Reduction of production steps
When it comes to the manufacturing process, some of the sustainability advantages are obvious. In the Powder Metallurgy – Intrinsically Sustainable report, the Metal Powder Industries Federation compares the 17 manufacturing steps that are required to produce a truck gear using subtractive machining with the mere 6 that are required using a powder metal process – with each less step bringing a saving in energy consumption.
Another major advantage is that the actual production can be undertaken locally; all you need to transport is powder. The printer can be placed at the customer site or very close by. This means that the number of transportations are reduced even more. Furthermore, additive manufacturing cuts down on material waste.
“When printing a component, approximately 95 percent of the powder you put into the process is used; the rest can be recycled in a new melt,” says Mikael Schuisky, Operation Manager, Additive Manufacturing, at Sandvik. “Compare that to traditional manufacturing where you start off with a chunk of material and reduce large amounts of chips.”
Higher resource efficiency
Even though the chips are collected and sent for recycling, the carbon footprint is substantially higher, due to heavier transportation and a much larger amount of material to recycle. This has a significant energy impact. Anna Douglas, Global Environmental Coordinator at Sandvik, explains that melting steel in the efficient scrapbased electric Sandvik steel mill requires approximately 500 kWh per ton. This is significant when compared to the resource efficiency of powder technologies.
Additive manufacturing is presently used mostly for producing components with complex designs or those benefitting from being light in weight. Weight reduction is a constant key issue for the aerospace industry, driven both by fuel cost and carbon footprint. The same is true for cars and trucks, and everything else that moves. Schuisky says that each kilogram of weight loss on an airplane saves 3,000 US dollars per year in fuel.

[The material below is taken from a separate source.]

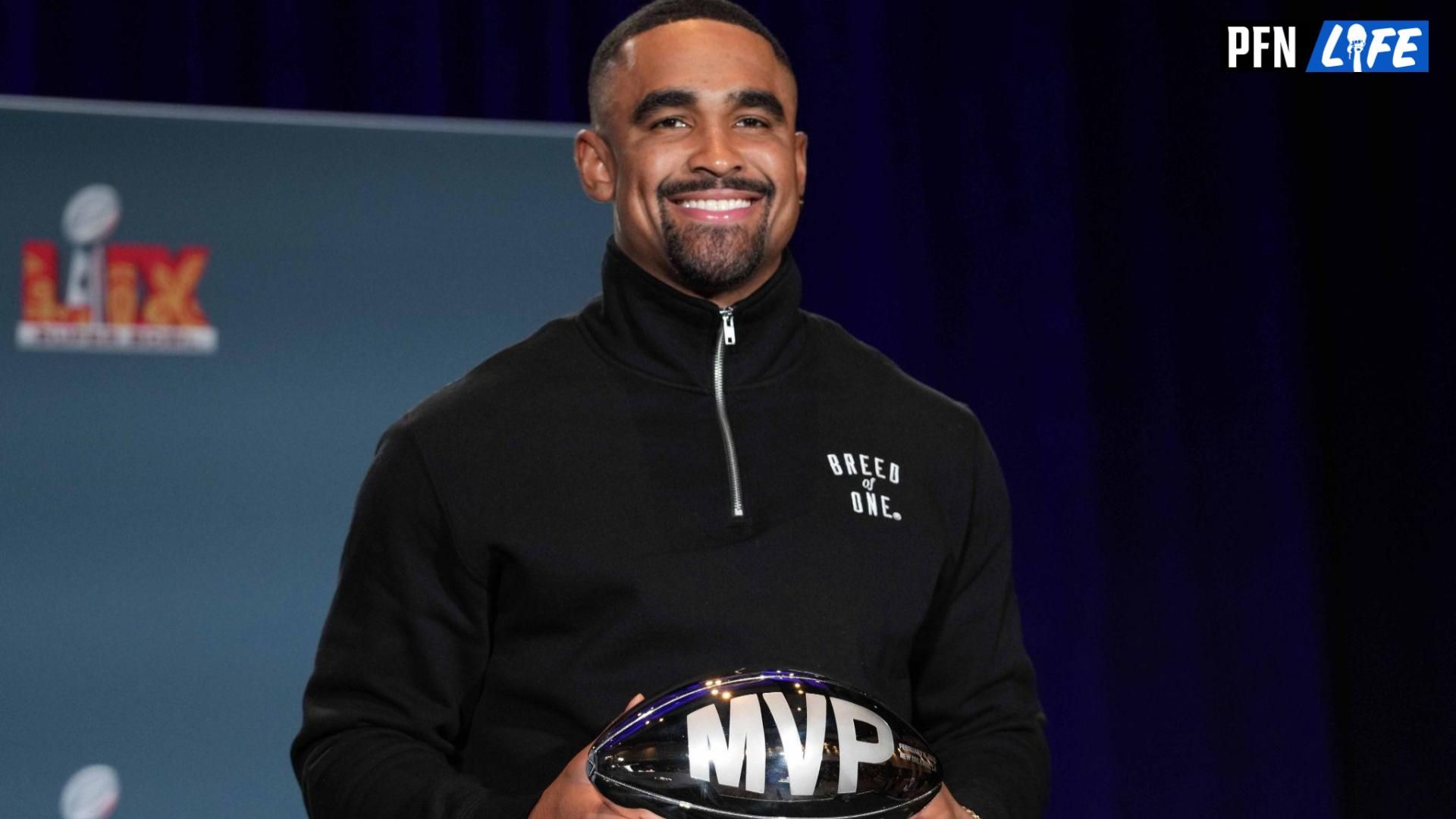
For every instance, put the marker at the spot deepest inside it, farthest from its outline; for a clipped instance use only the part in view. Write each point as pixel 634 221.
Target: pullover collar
pixel 655 330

Despite all sustainability advantages offered by additive manufacturing, it is still a new technology that complements traditional, subtractive manufacturing. “Additive manufacturing is fantastic for certain applications, but for others subtractive manufacturing remains more productive,” says Kristian Egeberg, Head of Product Area Additive Manufacturing at Sandvik. “We have in-house competence to offer both, which is unique and also means that we can give our customers unbiased recommendations in terms of optimal production method”.